Django Unchained - Easter Eggs & Hidden Details
Easter Eggs
Cameo by the original Django, Franco Nero.
In a direct homage to the film's primary inspiration, Franco Nero, who played the titular character in the 1966 Spaghetti Western "Django," appears in a scene at the Cleopatra Club bar. He asks Jamie Foxx's Django to spell his name, leading to the iconic exchange where Nero's character says "I know" after being told the 'D' is silent.
Quentin Tarantino's Cameo
The director makes a brief appearance as an employee of the LeQuint Dickey Mining Company, one of the Australians tasked with transporting Django to a mine. His character is promptly killed when Django turns the tables on his captors.
The 'Trunk Shot'
Tarantino includes his signature "trunk shot," a low-angle shot from the perspective of a car trunk, in nearly all his films.
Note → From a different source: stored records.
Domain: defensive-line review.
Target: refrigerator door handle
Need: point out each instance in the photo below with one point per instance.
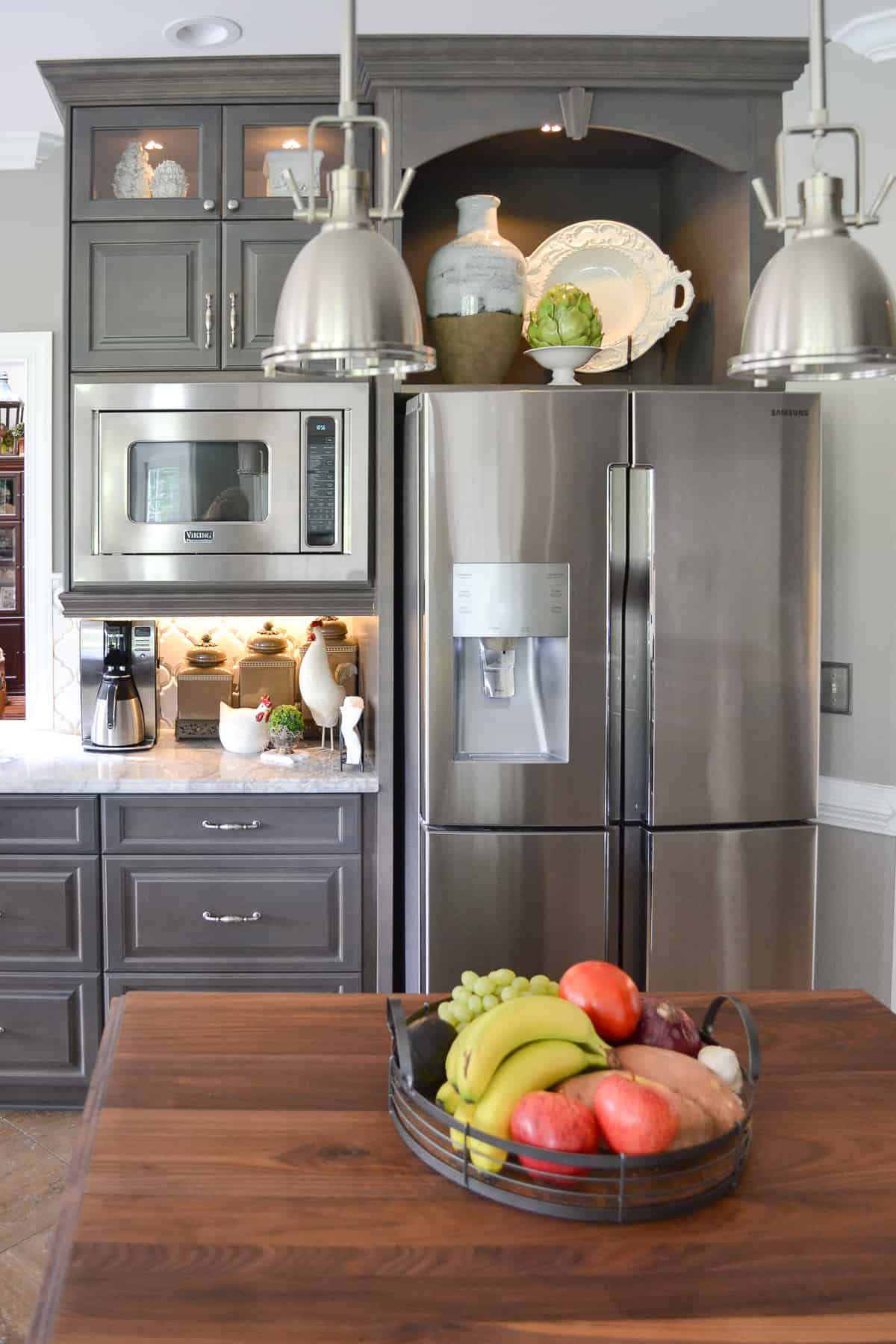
(638, 645)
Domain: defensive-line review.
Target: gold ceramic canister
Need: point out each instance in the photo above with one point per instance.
(203, 682)
(267, 668)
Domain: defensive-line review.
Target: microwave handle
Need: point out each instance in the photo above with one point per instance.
(208, 320)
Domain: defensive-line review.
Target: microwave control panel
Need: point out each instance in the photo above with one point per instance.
(323, 473)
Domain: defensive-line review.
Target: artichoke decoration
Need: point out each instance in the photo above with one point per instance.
(566, 316)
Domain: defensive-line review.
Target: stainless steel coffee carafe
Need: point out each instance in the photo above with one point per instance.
(119, 715)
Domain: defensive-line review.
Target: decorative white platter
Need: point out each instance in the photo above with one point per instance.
(630, 282)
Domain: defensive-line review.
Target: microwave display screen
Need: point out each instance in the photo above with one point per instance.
(320, 480)
(198, 482)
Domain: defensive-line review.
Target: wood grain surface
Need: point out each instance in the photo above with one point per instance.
(240, 1179)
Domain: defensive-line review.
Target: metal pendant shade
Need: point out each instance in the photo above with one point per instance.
(822, 308)
(348, 307)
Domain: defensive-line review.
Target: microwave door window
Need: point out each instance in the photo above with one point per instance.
(198, 482)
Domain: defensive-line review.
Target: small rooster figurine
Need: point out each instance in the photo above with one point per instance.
(320, 690)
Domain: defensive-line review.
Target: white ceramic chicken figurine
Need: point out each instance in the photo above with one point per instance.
(317, 685)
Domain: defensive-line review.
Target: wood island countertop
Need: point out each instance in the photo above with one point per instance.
(238, 1179)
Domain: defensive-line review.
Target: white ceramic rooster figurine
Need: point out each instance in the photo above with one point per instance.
(319, 688)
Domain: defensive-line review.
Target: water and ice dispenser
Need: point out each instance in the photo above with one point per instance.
(511, 625)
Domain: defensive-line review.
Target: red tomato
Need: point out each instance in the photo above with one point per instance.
(608, 995)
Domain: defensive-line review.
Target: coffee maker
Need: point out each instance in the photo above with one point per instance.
(119, 697)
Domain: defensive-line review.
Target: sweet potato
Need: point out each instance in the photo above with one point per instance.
(687, 1077)
(695, 1124)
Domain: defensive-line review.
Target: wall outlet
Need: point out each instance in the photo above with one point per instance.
(836, 688)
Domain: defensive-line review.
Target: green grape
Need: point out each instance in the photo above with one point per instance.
(501, 977)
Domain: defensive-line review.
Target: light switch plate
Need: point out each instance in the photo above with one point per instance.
(836, 688)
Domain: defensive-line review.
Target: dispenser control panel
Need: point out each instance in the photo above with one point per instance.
(321, 483)
(511, 600)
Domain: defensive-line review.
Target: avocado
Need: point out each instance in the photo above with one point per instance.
(430, 1042)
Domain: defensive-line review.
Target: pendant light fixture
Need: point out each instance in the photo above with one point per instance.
(822, 308)
(348, 307)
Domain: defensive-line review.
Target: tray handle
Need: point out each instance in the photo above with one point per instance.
(754, 1053)
(401, 1043)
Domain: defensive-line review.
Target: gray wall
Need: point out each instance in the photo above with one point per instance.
(857, 870)
(855, 934)
(31, 296)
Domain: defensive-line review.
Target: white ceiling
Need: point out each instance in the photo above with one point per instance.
(40, 30)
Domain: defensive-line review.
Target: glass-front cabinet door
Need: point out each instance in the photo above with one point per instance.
(261, 141)
(146, 163)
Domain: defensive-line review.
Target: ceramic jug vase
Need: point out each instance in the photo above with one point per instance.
(474, 297)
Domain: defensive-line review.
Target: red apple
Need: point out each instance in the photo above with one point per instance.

Since "Django Unchained" is set before the invention of cars, he creatively adapts it. The shot is used from the low-angle perspective of a slave in a pit looking up at Calvin Candie.
Broomhilda von Shaft
Broomhilda's last name is revealed to be "von Shaft." This is a direct reference and implies she is an ancestor to John Shaft, the iconic hero of the 1971 Blaxploitation film "Shaft" and its sequels. This connects "Django Unchained" to a larger cinematic universe of Black heroism.